Ich habe in den letzten Tagen und Wochen wirklich jedem, der es hören wollte (oder auch nicht hören wollte), von diesem Buch erzählt. Die Geschichte von Azime, die ihren Gedanken und Gefühlen über Comedy Ausdruck verleiht, hat mir unheimlich gut gefallen. Natürlich kann ich selbst nicht einschätzen, wie realistisch die Strukturen in der kurdischen Familie oder der Gemeinde dargestellt werden, kann Themen wie Ehre und gar Ehrenmord nur als Außenstehende aufnehmen. Die Kontraste und die Botschaften, die das Buch aber aus diesen Situationen ableitet, kann ich wiederum gut nachempfinden. Über Komik, so der Autor, wird zwischen den Menschen eine Brücke geschlagen. Indem wir gemeinsam Lachen, sind wir verbunden miteinander im Moment, aber auch mit all jenen, die diesen Humor schon vor uns geteilt haben. Komik vereint und trennt nicht, ruft zu Selbstironie und einem milden Blickwinkel auf unsere Schwächen auf.

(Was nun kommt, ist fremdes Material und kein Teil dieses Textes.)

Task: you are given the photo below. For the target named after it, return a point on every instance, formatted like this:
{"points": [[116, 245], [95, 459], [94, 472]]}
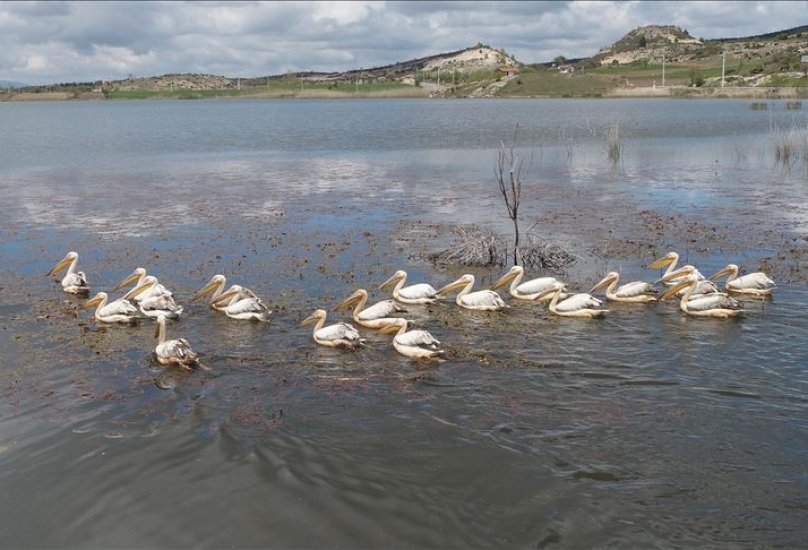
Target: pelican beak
{"points": [[660, 263], [452, 286], [61, 265], [681, 272], [347, 302], [504, 280], [674, 289], [394, 279], [606, 281], [138, 290], [205, 290], [94, 301], [226, 296], [130, 279], [723, 272]]}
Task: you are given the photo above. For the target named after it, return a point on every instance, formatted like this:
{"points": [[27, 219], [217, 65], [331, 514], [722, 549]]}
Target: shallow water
{"points": [[643, 429]]}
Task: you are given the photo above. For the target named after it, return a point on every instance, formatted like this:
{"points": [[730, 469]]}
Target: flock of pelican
{"points": [[698, 296]]}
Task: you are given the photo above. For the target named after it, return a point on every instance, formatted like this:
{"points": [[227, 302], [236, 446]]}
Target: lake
{"points": [[644, 429]]}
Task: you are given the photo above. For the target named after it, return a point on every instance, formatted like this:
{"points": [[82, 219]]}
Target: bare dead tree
{"points": [[510, 173]]}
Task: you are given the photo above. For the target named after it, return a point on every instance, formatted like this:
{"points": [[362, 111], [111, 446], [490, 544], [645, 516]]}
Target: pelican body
{"points": [[421, 293], [671, 259], [153, 303], [337, 335], [755, 284], [636, 291], [74, 282], [483, 300], [375, 316], [117, 311], [173, 352], [578, 305], [240, 303], [707, 305], [534, 289], [417, 344]]}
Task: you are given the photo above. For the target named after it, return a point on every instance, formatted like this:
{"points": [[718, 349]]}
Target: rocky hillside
{"points": [[779, 51]]}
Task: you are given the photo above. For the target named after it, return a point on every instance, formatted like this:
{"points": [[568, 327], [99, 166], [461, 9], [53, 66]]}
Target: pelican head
{"points": [[664, 261], [395, 278], [465, 281], [731, 270], [606, 281], [216, 283], [353, 299], [512, 274], [314, 317], [136, 276], [147, 283]]}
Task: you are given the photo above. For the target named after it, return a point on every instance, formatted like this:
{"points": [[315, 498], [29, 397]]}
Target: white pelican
{"points": [[707, 305], [637, 291], [418, 344], [173, 352], [577, 305], [375, 316], [338, 335], [756, 284], [240, 303], [137, 277], [153, 304], [214, 287], [421, 293], [534, 289], [117, 311], [671, 259], [486, 300], [74, 282]]}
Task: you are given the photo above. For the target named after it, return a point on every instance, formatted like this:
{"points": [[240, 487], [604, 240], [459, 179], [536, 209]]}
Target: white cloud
{"points": [[50, 42]]}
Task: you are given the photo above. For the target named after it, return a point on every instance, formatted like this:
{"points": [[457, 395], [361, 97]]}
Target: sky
{"points": [[54, 42]]}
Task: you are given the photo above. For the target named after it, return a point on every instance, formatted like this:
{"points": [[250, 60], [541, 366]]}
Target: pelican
{"points": [[117, 311], [755, 284], [637, 291], [577, 305], [74, 282], [173, 352], [137, 277], [375, 316], [215, 288], [240, 303], [534, 289], [421, 293], [708, 305], [486, 300], [338, 335], [417, 344], [153, 304], [671, 259]]}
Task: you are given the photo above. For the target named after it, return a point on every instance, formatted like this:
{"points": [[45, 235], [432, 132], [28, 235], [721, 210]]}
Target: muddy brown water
{"points": [[643, 429]]}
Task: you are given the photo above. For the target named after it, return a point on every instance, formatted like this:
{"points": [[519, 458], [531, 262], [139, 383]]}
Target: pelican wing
{"points": [[577, 302], [385, 308], [339, 332]]}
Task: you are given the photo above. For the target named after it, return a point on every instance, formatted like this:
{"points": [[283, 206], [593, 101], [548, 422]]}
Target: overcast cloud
{"points": [[52, 42]]}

Ich bin aus dem Markieren witziger, nachdenklicher und interessanter Textstellen in diesem Buch gar nicht herausgekommen. Manche Witze sind wirklich böse, halten uns einen Spiegel vor oder sind gar kontrovers. Andere sind nett und harmlos, bringen uns zum Schmunzeln und haben das Buch für mich zu einem echten Genuss gemacht. Über die sozialen Medien kam nach einem meiner Posts die Frage auf, ob dies Witze „auf Kosten anderer“ sind, ob es richtig ist darüber zu Lachen. Ob das lustig ist. Natürlich gibt es kein allgemeines empfinden für „lustig“ und ich kann nur dafür sprechen, dass dieses Buch meinen Geschmack getroffen hat. Gleichzeitig ist Humor häufig „gegen“ irgendeine Eigenschaft oder Personengruppe gerichtet. Für mich bedeutet das nicht in jedem Fall einen Angriff, sondern wie schon gesagt, die lockere Möglichkeit auch über ernste Themen zu sprechen.

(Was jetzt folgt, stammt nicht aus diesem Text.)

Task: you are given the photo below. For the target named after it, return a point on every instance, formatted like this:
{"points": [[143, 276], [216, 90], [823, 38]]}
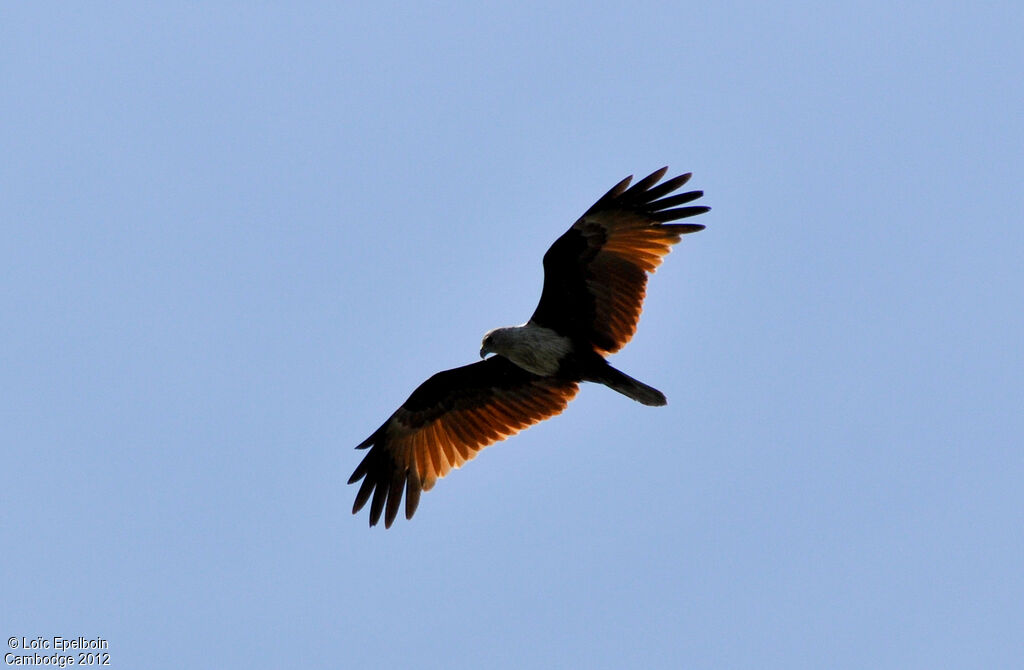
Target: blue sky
{"points": [[237, 236]]}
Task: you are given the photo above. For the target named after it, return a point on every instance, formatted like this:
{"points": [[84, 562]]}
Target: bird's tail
{"points": [[630, 387]]}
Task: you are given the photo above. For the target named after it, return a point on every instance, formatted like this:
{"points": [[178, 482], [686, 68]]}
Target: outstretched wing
{"points": [[595, 276], [444, 423]]}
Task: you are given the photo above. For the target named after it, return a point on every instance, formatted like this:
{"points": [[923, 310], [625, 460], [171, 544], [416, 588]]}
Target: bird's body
{"points": [[594, 282]]}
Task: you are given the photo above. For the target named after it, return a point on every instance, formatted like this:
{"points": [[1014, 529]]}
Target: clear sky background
{"points": [[237, 236]]}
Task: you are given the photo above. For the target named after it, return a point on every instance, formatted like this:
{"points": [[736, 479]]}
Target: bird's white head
{"points": [[495, 341]]}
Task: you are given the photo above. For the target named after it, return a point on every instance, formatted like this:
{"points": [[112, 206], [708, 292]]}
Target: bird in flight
{"points": [[595, 278]]}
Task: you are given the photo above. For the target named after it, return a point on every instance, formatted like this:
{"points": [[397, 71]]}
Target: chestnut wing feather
{"points": [[595, 275], [445, 422]]}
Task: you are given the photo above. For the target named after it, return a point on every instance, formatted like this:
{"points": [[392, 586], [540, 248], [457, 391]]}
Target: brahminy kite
{"points": [[595, 278]]}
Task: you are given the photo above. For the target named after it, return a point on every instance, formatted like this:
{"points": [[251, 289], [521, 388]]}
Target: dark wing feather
{"points": [[445, 422], [595, 276]]}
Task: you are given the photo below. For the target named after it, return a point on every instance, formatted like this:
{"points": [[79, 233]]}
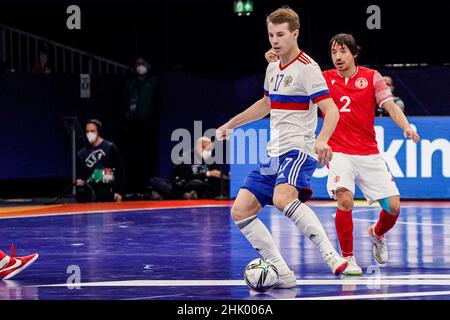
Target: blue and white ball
{"points": [[260, 275]]}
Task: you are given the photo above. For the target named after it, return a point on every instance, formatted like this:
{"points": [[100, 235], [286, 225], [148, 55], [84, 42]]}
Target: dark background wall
{"points": [[207, 35]]}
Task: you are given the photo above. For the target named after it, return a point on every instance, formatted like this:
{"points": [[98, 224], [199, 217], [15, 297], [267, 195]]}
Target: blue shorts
{"points": [[294, 167]]}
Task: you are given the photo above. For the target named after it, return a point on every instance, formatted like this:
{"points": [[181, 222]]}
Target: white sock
{"points": [[308, 224], [260, 238]]}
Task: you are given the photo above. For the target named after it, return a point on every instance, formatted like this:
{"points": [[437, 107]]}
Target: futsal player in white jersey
{"points": [[292, 87]]}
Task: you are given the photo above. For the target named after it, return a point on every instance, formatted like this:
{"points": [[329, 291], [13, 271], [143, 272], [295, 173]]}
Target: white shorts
{"points": [[370, 173]]}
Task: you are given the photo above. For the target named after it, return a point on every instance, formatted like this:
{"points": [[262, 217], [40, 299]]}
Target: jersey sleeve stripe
{"points": [[386, 100], [322, 97], [320, 93], [288, 98]]}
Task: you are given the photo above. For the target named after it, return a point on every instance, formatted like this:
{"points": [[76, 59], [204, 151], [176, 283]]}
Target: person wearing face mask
{"points": [[399, 102], [100, 172], [140, 126], [198, 178]]}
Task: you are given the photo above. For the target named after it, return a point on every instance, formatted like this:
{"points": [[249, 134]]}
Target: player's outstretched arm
{"points": [[331, 117], [400, 120], [256, 111]]}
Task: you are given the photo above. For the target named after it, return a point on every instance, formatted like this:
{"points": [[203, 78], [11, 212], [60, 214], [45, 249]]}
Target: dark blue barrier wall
{"points": [[33, 142], [420, 171]]}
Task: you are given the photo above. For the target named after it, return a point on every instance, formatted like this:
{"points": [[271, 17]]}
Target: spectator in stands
{"points": [[141, 126], [100, 172], [399, 102], [42, 67], [193, 180]]}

„Funny girl“ bietet eine tolle Geschichte, die durch eine spannende Nebenhandlung noch wertvoll ergänzt wird. Vielleicht wirkt der Ehrenmord in der Handlung ein wenig zu klischeehaft und stellt die Kontraste der Kulturen zu platt heraus, die Auflösung dieser Geschichte ist ergreifend und rundet die Botschaft des Buches wunderbar ab.
Genau wie alle Charaktere im Buch gerade durch ihre Einzigartigkeit sympathisch wirken, ruft dieses Buch dazu auf die eigene Einzigartigkeit zu akzeptieren und zu nutzen. Trotz Konflikten für seine Ziele einzustehen und sich dabei gegenseitig mit Respekt zu begegnen.

Ich habe „Funny girl“ von der ersten bis zur letzten Seite genossen und habe sowohl die eingeschobenen Stand-up Comedy Texte, als auch die ernsteren Abschnitte mit Begeisterung verschlungen. Die Witze und Dialoge sind nicht immer politisch korrekt, die Botschaft aber wertvoll. Wer mit dieser Art von zum Teil derbem Humor ein Problem hat, sollte dieses Buch nicht lesen, alle anderen können eine spannende, kontrastreiche Geschichte genießen.